Der Erklärung der Klageparteien im Schriftsatz vom 14.12.2001 läßt sich deren mutmaßlicher Wille zur Kündigung der Verträge entnehmen. Dies ergibt sich vor allem daraus, daß sie die Auflösung des Versicherungsverhältnisses, und die Rückerstattung der bereits erbrachten Zahlungen wünschten. Wenn sie schon wegen verspäteter Widerspruchserklärungen keine Auflösung des Vertragsverhältnisses von Anfang an erreichen konnten, muß jedenfalls der Wille der Klageparteien unterstellt werden, sich zu einen möglichst frühzeitigen Zeitpunkt aus den Versicherungsverhältnissen zu lösen, also gemäß § 6 Abs. 1 AVB zum 31.01.2002, um (wenigstens) die Auszahlung des Rückkaufswertes nach § 6 Abs. 2 AVB i.V.m. § 3 Abs. 1 der Tarifbedingungen NFR 2110 bzw. des Guthabens auf dem Beitragsdepot zu erreichen.

b) Diesem Willen der Klageparteien wird die von der Beklagten vorgenommene Umdeutung der Widerspruchserklärungen vom 14.12.2001 in eine Beitragsfreistellung, wie in der mündlichen Verhandlung vor dem Senat vom 14.07.2003 zum Ausdruck gebracht, nicht gerecht.

2. Nach § 6 Abs. 2 AVB i.V.m. § 3 der Tarifbedingungen steht dem kündigenden Versicherungsnehmer der Rückkaufswert vermindert um evtl. rückständige Beiträge zu.

a) Nach dem unbestrittenen Vortrag der Beklagten besteht für beide Verträge nach Ablauf des ersten Versicherungsjahres -abgesehen von den bereits an die Klägerin in März 2002 zurückerstatteten 190,22 EUR - kein Rückkaufswert.

b) Dennoch stehen dem Kläger zu 2) nach Kündigung des Versicherungsvertrages zum 31.01.2002 gemäß § 812 Abs. 1 S. 1 BGB 4.307,30 EUR zu.

Der Kläger zu 2) hat nämlich am 22.02.2001 auf ein Beitragsdepot bei der Beklagten 12.000,00 DM einbezahlt.

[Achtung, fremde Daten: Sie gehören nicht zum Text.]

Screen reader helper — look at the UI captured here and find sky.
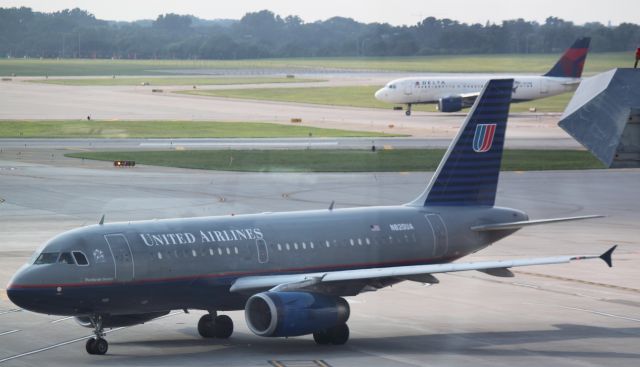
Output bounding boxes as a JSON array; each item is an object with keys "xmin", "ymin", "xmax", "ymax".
[{"xmin": 0, "ymin": 0, "xmax": 640, "ymax": 25}]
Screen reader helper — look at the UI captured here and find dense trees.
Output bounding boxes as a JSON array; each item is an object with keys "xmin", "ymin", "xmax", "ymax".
[{"xmin": 0, "ymin": 7, "xmax": 640, "ymax": 59}]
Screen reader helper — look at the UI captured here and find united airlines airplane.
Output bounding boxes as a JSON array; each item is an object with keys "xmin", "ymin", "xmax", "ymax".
[
  {"xmin": 375, "ymin": 38, "xmax": 590, "ymax": 116},
  {"xmin": 7, "ymin": 79, "xmax": 615, "ymax": 354}
]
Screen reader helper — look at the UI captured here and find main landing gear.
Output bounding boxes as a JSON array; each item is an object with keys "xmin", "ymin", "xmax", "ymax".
[
  {"xmin": 313, "ymin": 324, "xmax": 349, "ymax": 345},
  {"xmin": 404, "ymin": 103, "xmax": 411, "ymax": 116},
  {"xmin": 85, "ymin": 316, "xmax": 109, "ymax": 355},
  {"xmin": 198, "ymin": 311, "xmax": 233, "ymax": 339}
]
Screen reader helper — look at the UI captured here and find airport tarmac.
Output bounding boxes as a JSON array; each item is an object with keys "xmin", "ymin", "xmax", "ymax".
[
  {"xmin": 0, "ymin": 74, "xmax": 570, "ymax": 143},
  {"xmin": 0, "ymin": 151, "xmax": 640, "ymax": 367}
]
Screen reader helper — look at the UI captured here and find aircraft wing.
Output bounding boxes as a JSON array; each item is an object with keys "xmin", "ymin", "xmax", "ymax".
[{"xmin": 230, "ymin": 245, "xmax": 617, "ymax": 292}]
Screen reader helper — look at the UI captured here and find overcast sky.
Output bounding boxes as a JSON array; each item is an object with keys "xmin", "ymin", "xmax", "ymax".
[{"xmin": 0, "ymin": 0, "xmax": 640, "ymax": 25}]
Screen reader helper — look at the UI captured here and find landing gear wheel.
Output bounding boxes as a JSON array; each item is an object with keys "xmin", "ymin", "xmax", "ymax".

Von diesem Depot wurden für die Dauer des Vertragsverhältnisses, also bis 31.01.2002, die Beiträge in Höhe von monatlich 300,00 DM abgebucht. Der Kläger zu 2) kann also Rückzahlung des noch nicht verbrauchten Guthabens, das die Beklagte in der letzten mündlichen Verhandlung vor dem Senat -unbestritten- auf 4.289,43 EUR beziffert hat, verlangen. Da davon auszugehen ist, daß entsprechend dem Schreiben der Beklagten vom 08.03.2001 (siehe Anlage K 5) die Zinsgutschrift zum Jahresende 2001 erfolgt ist, also in dem Betrag von 4.289,43 EUR enthalten ist, sind diesem Betrag lediglich noch entsprechend dem vorgenannten Schreiben der Beklagten 5 % Zinsen für Januar 2002, also 17,87 EUR hinzuzurechnen, so daß sich die Gesamtforderung des Klägers gegen die Beklagte auf 4.307,30 EUR beläuft. Die Beklagte ist somit unter entsprechender Abänderung des erstinstanzlichen Urteils zur Zahlung von 4.307,30 EUR nebst Zinsen in gesetzlicher Höhe (§ 288 BGB) an den Kläger zu verurteilen. Die weitergehende Berufung des Klägers sowie die Berufung der Klägerin sind unbegründet.

III. Die Kostenentscheidung beruht auf §§ 91, 92, 97, 100 Abs. 1 ZPO.

Vorläufige Vollstreckbarkeit: §§ 708 Nr. 10, 713 ZPO.

Die Revision wird nicht zugelassen, weil die Voraussetzungen des § 543 Abs. 2 S. 1 ZPO nicht erfüllt sind.